• French pharmaceutical company Sanofi Pasteur has recently agreed to pay back $27.8 million worth of unused anti-dengue vaccines on the request of the Philippine government. This agreement comes on the back of the Philippine government fined Sanofi $2,000 and suspended clearance for the French drug maker’s controversial dengue vaccine Dengvaxia, citing violations on product registration and marketing.

    Concerns over the dengue immunization of nearly 734,000 children aged nine and above resulted in two Philippine congressional inquiries and a criminal investigation as to how the danger to public health came about. The country ordered Sanofi to stop the sale, distribution and marketing of Dengvaxia after the company last month warned the vaccine could worsen the disease in some cases.

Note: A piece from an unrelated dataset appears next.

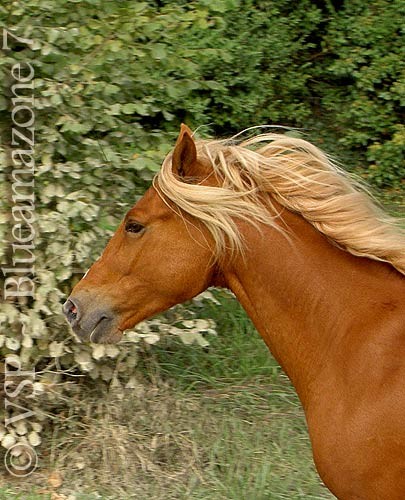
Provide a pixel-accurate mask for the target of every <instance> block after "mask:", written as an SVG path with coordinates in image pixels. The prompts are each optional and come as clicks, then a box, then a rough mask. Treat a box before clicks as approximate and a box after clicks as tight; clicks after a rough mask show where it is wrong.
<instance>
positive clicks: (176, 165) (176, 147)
mask: <svg viewBox="0 0 405 500" xmlns="http://www.w3.org/2000/svg"><path fill="white" fill-rule="evenodd" d="M196 159H197V149H196V147H195V142H194V139H193V132H192V131H191V130H190V129H189V128H188V127H187V125H184V123H182V124H181V128H180V134H179V136H178V138H177V141H176V145H175V146H174V150H173V156H172V166H173V172H174V173H176V174H177V175H179V176H180V177H185V176H186V175H187V174H188V170H189V167H190V166H191V165H192V164H193V163H194V162H195V161H196Z"/></svg>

  • Appili Therapeutics Inc. has announced it has signed a licence agreement with the National Research Council of Canada (NRC) to develop ATI-1701, a vaccine to protect against Francisella tularensis.
    “Francisella tularensis is a very infectious bacteria. A small number (approximately 10 to 50 organisms) can cause tularemia disease.

    If used as a weapon, the bacteria would likely be made airborne for exposure by inhalation. People who inhale an infectious aerosol would generally experience severe respiratory illness, including life-threatening pneumonia and systemic infection, if they are not treated,” said Sean McBride, Vice President, Business Development at Appili Therapeutics.

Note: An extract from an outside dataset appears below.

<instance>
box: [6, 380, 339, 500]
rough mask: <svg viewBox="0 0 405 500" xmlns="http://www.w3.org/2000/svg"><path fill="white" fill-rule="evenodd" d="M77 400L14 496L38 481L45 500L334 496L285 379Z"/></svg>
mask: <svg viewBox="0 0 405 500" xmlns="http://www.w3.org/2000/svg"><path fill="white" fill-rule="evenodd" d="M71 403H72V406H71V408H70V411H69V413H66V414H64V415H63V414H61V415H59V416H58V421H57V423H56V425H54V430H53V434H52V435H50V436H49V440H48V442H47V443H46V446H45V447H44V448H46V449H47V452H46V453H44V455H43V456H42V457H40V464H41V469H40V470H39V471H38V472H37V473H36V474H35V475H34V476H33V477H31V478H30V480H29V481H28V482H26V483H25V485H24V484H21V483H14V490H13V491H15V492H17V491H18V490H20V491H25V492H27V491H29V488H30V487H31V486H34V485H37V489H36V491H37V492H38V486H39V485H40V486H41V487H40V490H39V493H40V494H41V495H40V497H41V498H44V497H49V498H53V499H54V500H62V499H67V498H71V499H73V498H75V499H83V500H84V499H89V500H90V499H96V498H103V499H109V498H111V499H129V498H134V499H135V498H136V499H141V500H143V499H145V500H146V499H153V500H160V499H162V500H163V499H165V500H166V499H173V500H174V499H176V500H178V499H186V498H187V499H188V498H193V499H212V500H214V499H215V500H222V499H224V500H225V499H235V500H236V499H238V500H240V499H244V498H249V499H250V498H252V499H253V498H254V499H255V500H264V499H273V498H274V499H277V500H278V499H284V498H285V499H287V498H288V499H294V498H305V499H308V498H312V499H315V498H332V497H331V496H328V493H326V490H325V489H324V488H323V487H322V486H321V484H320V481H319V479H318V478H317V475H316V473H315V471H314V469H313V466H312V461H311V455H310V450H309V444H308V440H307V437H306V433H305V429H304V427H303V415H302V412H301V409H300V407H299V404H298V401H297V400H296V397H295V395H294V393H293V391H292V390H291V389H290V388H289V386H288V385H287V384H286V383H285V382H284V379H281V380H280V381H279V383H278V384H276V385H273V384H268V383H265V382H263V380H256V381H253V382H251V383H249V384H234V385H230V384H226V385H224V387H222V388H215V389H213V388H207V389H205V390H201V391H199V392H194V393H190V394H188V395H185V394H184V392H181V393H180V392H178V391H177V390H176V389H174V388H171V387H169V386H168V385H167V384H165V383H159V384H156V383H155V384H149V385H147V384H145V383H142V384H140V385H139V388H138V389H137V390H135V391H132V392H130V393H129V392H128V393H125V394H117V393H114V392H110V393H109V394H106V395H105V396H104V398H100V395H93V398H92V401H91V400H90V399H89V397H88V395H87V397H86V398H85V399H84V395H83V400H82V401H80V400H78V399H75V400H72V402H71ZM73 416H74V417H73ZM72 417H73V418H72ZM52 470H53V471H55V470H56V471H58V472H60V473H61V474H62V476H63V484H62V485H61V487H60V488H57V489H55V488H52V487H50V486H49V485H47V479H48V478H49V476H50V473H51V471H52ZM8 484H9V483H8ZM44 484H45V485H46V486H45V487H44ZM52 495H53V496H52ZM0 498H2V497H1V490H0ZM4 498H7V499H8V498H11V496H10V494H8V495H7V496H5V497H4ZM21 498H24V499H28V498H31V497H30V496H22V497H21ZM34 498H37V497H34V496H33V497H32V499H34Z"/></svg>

    Although a vaccine was developed in the former Soviet Union that partially protects against respiratory challenges, it may have limited effectiveness when used in a mass casualty, bioterrorism attack and is currently not approved for use by the U.S. Food and Drug Administration (FDA). Various antibiotic regimens are effective as post-exposure prophylaxis and treatment for tularemia and would likely comprise the first line of public health intervention in response to a deliberate release of F. tularensis; however a highly effective vaccine has long been sought after to protect vulnerable populations.

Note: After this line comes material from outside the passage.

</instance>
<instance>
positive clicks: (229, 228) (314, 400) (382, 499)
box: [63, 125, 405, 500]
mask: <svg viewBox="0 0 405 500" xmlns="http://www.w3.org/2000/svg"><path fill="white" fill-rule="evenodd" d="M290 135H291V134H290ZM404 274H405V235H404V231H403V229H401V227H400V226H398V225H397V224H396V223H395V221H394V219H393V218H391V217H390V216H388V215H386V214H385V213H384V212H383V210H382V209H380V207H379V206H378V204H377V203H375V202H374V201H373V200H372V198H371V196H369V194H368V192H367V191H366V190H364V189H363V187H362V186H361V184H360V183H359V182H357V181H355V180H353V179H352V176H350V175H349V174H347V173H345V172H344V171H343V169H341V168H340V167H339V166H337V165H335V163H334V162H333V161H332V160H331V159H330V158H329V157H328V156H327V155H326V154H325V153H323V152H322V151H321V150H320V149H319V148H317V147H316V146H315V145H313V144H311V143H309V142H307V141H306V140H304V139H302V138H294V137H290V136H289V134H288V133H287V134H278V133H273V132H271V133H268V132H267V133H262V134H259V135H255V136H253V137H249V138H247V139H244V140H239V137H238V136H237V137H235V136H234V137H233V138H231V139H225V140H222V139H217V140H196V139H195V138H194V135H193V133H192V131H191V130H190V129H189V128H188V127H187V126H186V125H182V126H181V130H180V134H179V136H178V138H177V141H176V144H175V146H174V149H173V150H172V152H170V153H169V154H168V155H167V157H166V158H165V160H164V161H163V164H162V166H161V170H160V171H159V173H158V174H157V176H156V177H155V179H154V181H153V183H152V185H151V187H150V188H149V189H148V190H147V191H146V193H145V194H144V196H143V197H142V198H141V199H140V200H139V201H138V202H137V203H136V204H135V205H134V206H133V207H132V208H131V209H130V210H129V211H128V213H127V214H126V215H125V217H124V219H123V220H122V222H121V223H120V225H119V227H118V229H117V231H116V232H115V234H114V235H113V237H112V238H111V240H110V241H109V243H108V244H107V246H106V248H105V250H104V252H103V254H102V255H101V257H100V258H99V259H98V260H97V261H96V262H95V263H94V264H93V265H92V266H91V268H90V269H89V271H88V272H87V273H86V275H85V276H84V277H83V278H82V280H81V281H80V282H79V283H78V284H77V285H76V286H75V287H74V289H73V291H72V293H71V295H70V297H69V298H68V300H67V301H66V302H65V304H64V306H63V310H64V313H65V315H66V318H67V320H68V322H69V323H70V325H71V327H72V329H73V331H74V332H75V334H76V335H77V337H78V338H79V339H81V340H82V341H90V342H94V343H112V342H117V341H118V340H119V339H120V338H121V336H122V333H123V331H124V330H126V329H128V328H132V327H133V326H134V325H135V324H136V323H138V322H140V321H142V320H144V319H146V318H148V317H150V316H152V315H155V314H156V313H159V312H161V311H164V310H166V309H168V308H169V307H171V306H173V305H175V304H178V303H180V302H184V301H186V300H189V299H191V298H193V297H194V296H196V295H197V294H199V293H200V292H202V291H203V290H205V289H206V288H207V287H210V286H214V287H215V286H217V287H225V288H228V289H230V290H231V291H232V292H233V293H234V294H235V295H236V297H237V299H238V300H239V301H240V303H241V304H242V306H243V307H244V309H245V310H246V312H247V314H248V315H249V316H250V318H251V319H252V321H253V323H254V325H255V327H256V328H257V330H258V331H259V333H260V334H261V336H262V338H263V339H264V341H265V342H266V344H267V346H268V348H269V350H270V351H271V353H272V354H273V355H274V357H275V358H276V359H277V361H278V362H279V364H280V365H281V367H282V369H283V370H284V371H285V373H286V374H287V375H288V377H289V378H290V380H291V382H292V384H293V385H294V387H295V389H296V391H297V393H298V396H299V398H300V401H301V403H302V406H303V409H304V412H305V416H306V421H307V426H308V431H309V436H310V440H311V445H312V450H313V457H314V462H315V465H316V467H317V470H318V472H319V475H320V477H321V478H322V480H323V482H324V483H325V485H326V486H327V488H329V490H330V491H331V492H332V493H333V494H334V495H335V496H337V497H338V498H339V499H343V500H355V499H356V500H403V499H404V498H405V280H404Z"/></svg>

  • The operator of the Fukushima No. 1 nuclear power plant has said it will resume late this week a survey of the crippled No. 2 reactor using a telescopic arm, hoping to obtain images of melted nuclear fuel.

    In Friday’s survey, Tokyo Electric Power Company Holdings Inc. aims to investigate the area beneath the reactor’s pressure vessel, through which nuclear fuel is believed to have melted. The step is needed to help develop a plan for removing the fuel for the ultimate decommissioning of the plant.

    Tepco, in announcing the move on Monday, said it will insert a 13-meter long pipe at the bottom of the pressure vessel and then deploy a camera at the tip of the pipe to film the bottom of the outer primary containment vessel, where fuel is believed to have accumulated.